Il est aussi à noter que les outre-mer n’ont pas été inclus. Alors qu’en métropole, le cancer de la prostate est considéré comme largement indépendant des facteurs de risques évitables, dans les Antilles, le poids du chlordécone, un pesticide longtemps utilisé dans les bananeraies, serait sans doute à prendre en compte. « On aimerait poursuivre l’analyse dans ces territoires », note Isabelle Soerjomataram, pour qui les facteurs de risques seraient alors probablement différents.
Pour les signataires de l’éditorial du BEH, mesurer la part évitable a un intérêt majeur : « Cibler des priorités d’action pour la prévention du cancer. » Si l’on doit se réjouir de la baisse d’un million de fumeurs quotidiens entre 2016 et 2017, la stratégie de réduction du tabagisme à travers l’augmentation du prix doit être « maintenue et renforcée », notent-ils.
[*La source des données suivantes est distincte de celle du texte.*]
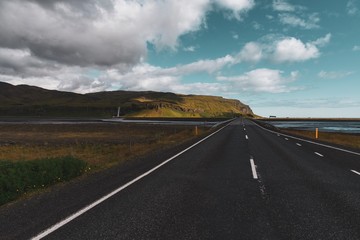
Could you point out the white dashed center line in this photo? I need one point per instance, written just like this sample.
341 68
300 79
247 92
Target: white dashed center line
253 168
319 154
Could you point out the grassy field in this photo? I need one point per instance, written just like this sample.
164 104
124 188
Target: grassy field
100 145
343 139
51 151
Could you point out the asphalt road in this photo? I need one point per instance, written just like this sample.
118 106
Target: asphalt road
243 182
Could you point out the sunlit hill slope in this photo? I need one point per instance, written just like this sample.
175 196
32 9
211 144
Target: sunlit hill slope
23 100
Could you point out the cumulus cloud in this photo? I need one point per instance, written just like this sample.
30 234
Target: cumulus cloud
261 80
292 20
333 74
238 7
294 50
189 49
351 7
283 6
103 33
251 52
281 49
356 48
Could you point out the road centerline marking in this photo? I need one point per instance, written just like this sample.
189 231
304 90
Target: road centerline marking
319 154
253 168
80 212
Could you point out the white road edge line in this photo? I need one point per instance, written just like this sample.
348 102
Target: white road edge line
92 205
308 141
319 154
253 168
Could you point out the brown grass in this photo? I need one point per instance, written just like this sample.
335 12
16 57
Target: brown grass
101 145
348 140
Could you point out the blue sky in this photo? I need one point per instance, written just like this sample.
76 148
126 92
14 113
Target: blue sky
282 57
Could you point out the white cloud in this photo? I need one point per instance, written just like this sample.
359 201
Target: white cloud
292 20
236 6
261 80
103 33
351 7
283 6
356 48
189 49
282 49
322 41
294 50
333 74
145 76
251 52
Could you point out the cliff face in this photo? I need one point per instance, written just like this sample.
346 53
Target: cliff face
25 100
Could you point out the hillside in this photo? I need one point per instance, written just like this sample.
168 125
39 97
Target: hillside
23 100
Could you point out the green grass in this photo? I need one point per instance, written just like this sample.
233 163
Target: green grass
21 177
348 140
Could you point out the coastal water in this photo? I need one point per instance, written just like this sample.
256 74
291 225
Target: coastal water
324 126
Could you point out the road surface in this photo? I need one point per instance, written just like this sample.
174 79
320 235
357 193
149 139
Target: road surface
244 182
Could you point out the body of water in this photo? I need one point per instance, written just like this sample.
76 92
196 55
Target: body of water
324 126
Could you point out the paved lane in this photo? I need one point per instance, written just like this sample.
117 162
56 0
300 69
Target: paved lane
244 182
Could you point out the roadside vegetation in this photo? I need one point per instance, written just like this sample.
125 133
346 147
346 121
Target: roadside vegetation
343 139
33 157
18 178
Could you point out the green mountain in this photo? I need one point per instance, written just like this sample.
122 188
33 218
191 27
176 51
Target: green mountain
24 100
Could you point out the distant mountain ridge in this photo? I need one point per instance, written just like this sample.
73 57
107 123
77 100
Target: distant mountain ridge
24 100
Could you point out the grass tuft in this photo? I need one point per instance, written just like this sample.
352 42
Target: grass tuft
18 178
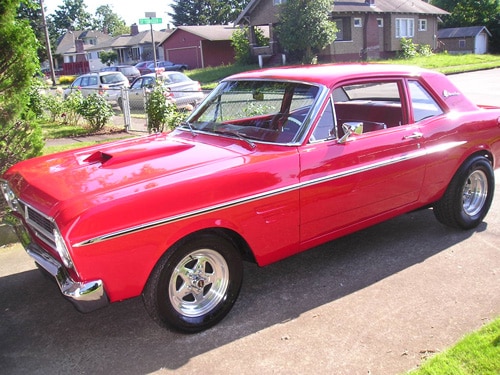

L’alcool, l’alimentation, le surpoids, devraient faire l’objet des mêmes efforts de prévention, avancent-ils, notant aussi l’efficacité potentielle des réglementations concernant les valeurs limites de produits cancérigènes dans l’environnement et en milieu professionnel pour diminuer les expositions. Ou des pistes cyclables pour encourager l’activité physique.
Isabelle Soerjomataram souligne que pour le tabac et l’alcool, il serait sans doute bienvenu d’adresser des messages de préventions spécifiques pour les femmes. En 2000, le tabac représentait 6 % des cas de cancers chez les femmes, contre 8 % en 2015, et pour l’alcool, ces proportions sont respectivement passées de 4 % à 7 %, tandis que chez les hommes, elles sont restées stables.
« Remettre l’accent sur la vaccination »
François Bourdillon, de l’agence sanitaire Santé publique France, note quant à lui qu’outre les grands domaines classiques de prévention (tabac, alcool, alimentation-obésité), l’étude « interpelle toute la médecine du travail, l’exposition professionnelle n’étant pas négligeable ».
Il se dit aussi surpris par la hauteur de l’impact des infections. « Il faudrait remettre l’accent sur la vaccination », souligne-t-il. En France, celle contre le papillomavirus (HPV), recommandée depuis 2007, était inférieure à 15 % chez les filles de 16 ans en 2015.
L’agence sanitaire britannique Public Health England estimait très récemment que la vaccination a fait baisser de 86 % chez les jeunes femmes les infections par les deux types d’HPV causant la majorité des cancers du col de l’utérus. Outre-Manche, 80 % des garçons et filles de 14 à 25 ans sont vaccinés.
Les nouvelles données permettent aussi de mesurer certaines distorsions dans la perception de la hiérarchie des risques par le grand public. Un baromètre de Santé Publique France, à paraître, montre qu’en 2015, 67 % des personnes interrogées pensaient que la pollution atmosphérique causait davantage de cancers que l’alcool. Or la pollution atmosphérique, qui a d’autres impacts sanitaires, notamment cardiovasculaires, « représente 0,4 % des cas de cancers dans notre évaluation », rappelle Isabelle Soerjomataram. Soit vingt fois moins que l’alcool et cinquante fois moins que le tabac.